Firefox should really (somehow or another) come with ublock origin installed and on by default.


> Even among Firefox users, only about 41% have add-ons installed in the first place

This seems like surprisingly low percentage. I wonder whether these stats count people who disable telemetry or install add-ons from their distro's repository.


Not really. Firefox blocks more things out of the box for a better browsing experience than Chrome does. But I admit that there’s a good chance that at least some not-insignificant percentage of those 41% wouldn’t notice and realize that they would need to install uBlock to use Chrome comparably.


This isn't accurate since Firefox comes with a built-in ad blocker, which Chrome lacks.


The Manifest v3 version of uBlock Origin (uBlock Lite) has been out for a long time now, and it still works its just less effective.

For people using Opera, Brave, Vivaldi, Arc, etc it won't impact them. Their adblockers are all native and not using the extension API.


Have to agree here. Most people have no idea what manifest v whatever is and have no reason to switch.
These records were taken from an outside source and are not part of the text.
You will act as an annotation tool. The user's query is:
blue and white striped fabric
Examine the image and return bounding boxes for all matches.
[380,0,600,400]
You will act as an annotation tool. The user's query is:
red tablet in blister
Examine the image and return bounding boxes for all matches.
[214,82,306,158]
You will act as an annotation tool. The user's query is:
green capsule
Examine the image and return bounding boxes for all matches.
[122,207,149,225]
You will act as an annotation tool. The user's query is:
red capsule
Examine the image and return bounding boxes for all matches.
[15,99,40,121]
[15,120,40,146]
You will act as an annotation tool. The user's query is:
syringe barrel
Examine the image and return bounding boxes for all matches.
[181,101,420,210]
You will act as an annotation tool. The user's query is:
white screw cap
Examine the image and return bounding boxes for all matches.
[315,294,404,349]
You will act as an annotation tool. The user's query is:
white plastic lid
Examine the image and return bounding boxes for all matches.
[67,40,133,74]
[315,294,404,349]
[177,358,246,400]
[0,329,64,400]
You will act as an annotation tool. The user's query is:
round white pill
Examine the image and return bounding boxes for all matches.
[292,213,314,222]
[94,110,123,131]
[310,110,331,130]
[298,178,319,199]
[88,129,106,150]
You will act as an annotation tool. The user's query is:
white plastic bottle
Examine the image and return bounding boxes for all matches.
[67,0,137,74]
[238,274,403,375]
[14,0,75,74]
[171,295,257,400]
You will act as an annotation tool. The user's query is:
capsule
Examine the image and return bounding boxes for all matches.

Not to mention, google pulls its own underhanded tactics.


There was a huge wave of anti-chrome propaganda about how manifest v3 would prevent all ad-blocking* on Reddit and Tumblr (and probably tiktok) and such. Even if none of them read the actual announcements, the low-info folks still learn about it from the outrage machine.

*Which isn't actually true; "cosmetic" blocking (altering the DOM), the original type and the one most users actually care about, will still work just fine. It's only privacy tracking which is going to be totally broken, and frankly, outside of the unreality bubble of HN, most users care much less about "privacy" than you'd think.
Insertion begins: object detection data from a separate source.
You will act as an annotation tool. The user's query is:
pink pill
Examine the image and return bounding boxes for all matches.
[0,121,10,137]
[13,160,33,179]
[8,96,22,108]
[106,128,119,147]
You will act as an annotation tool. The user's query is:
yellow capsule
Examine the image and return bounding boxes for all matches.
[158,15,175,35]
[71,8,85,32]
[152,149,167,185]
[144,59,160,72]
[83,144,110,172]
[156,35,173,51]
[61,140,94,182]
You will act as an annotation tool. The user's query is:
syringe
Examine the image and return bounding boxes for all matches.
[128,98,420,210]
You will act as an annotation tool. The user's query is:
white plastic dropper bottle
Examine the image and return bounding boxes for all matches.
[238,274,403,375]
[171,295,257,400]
Just because people don't care doesn't mean it's unimportant.

So these limitations of manifest V3 don't exist?:

>One of the main issues with Manifest V3 is its limitation to filter lists: an extension can only include up to 50 static lists, and only 10 of them can be active at the same time.

>There are also limitations to the number of filter rules inside these lists: installed extensions cannot collectively exceed 300,000 static filters and it is no longer possible to update


I never said it wasn't important, but it is misinformation. Case and point: to answer your question, no, those aren't limitations on DOM-manipulation ad removal; those are limitations on the new declarativeNetRequest API, and they ONLY apply to blocked web requests.

Also, even that part isn't as catastrophic as you'd think; ad blocking, like most things on the internet, roughly follows the 90-10 rule: 90% of the ads are blocked by 10% of the rules. So even with a tenfold reduction, you should still see the vast majority of the ads blocked by even the intentionally-gimped declarativeNetRequest API.

Yes, it's going to make ad blockers slightly less effective and make your page loads slightly slower. But that doesn't get as many clicks as "Chrome is banning adblockers!!1". And it's important to note the difference because when v3 rolls around, all those users that were lied to are going to see that their ad blockers still mostly work, and lose even more trust in whistle blowing.


>Chrome is banning adblockers

You forgot the part where Google postponed the original timetable for the deprecation of manifest v2. Without that postponement, developers would not have had enough time to change the extension so that there would have been a time when adblockers were banned. The outcry prevented that.


> It's only privacy tracking which is going to be totally broken, and frankly, outside of the unreality bubble of HN, most users care much less about "privacy" than you'd think.

explaining this distinction is actually enough to drive me to switch thanks


Not sure why you’re being downvoted. I agree, I myself was waiting for ublock to stop working before I migrated to Firefox but now that I’m hearing it will still mostly work… I just don’t care that much. So they collect all this info on me… as long as I don’t see ads I just don’t care


If that's their takeaway about Chrome, good.